We will create a list of classifiers and compare performance. The algorithms selected for classification are as below:

1. Perceptron
2. SVM
3. Logistic Regression
4. SVM Kernel RBF
5. DecisionTrees
5. RandomForest
6. Nearest Neighbour




**P.S : in the below list,  models starting from random forest classifier till SVC take a huge amount of time.
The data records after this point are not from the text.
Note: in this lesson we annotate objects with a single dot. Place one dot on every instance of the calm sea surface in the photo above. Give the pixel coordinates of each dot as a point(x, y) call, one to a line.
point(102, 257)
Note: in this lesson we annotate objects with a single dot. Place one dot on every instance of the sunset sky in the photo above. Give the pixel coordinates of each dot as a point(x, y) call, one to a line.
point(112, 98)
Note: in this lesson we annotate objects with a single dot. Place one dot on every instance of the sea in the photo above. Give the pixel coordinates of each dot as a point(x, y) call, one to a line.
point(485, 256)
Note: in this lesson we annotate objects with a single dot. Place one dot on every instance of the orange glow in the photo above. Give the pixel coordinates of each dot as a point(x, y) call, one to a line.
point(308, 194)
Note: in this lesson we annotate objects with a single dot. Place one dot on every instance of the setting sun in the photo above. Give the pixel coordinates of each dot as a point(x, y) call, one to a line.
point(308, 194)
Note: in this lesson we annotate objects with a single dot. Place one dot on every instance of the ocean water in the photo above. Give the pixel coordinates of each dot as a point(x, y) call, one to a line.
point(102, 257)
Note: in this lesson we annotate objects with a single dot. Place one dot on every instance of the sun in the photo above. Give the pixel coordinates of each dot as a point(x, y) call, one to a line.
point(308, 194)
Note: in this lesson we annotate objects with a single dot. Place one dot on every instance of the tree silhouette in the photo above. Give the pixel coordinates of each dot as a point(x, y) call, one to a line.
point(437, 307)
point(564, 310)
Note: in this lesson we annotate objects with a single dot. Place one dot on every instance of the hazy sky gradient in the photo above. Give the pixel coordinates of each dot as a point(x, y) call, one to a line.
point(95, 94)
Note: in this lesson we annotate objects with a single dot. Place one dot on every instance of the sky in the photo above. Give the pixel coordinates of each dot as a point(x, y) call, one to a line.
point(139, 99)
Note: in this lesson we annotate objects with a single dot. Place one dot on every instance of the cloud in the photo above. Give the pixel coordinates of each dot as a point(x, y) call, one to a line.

If you would like to run the kernel, i would suggest commenting out any one of the contents and check **

In [None]:


classifiers = [
    Perceptron(random_state = 1),
    LogisticRegression(random_state = 1),
    DecisionTreeClassifier(random_state = 1, criterion = 'gini'),
    RandomForestClassifier(random_state = 1, criterion = 'gini'),
    KNeighborsClassifier(metric = 'minkowski'),
    SVC(random_state = 1, kernel = 'rbf'),    
]


classifier_names = [
            'perceptron',
            'logisticregression',
            'decisiontreeclassifier',
            'randomforestclassifier',
            'kneighborsclassifier',
            'svc',               
    
]

classifier_param_grid = [
            
            {'perceptron__max_iter': [1,5,8,10], 'perceptron__eta0': [0.5,.4, .2, .1]},
            {'logisticregression__C':[100,200,300,50,20,600]},
            {'decisiontreeclassifier__max_depth':[6,7,8,9,10,11]},
            {'randomforestclassifier__n_estimators':[1,2,3,5,6]} ,
            {'kneighborsclassifier__n_neighbors':[4,6,7,8]},
            {'svc__C':[1], 'svc__gamma':[0.01]},
    
]


    

In [None]:

timer = CodeTimer(name='overalltime')
model_metrics = {}

with timer:
    for model, model_name, model_param_grid in zip(classifiers, classifier_names, classifier_param_grid):

        pipeline = Pipeline([
                ('scaler', StandardScaler()),
                (model_name, model)
        ])

        result = runGridSearchAndPredict(pipeline, _x_train, _y_train, _x_test, _y_test, model_param_grid , score = 'f1')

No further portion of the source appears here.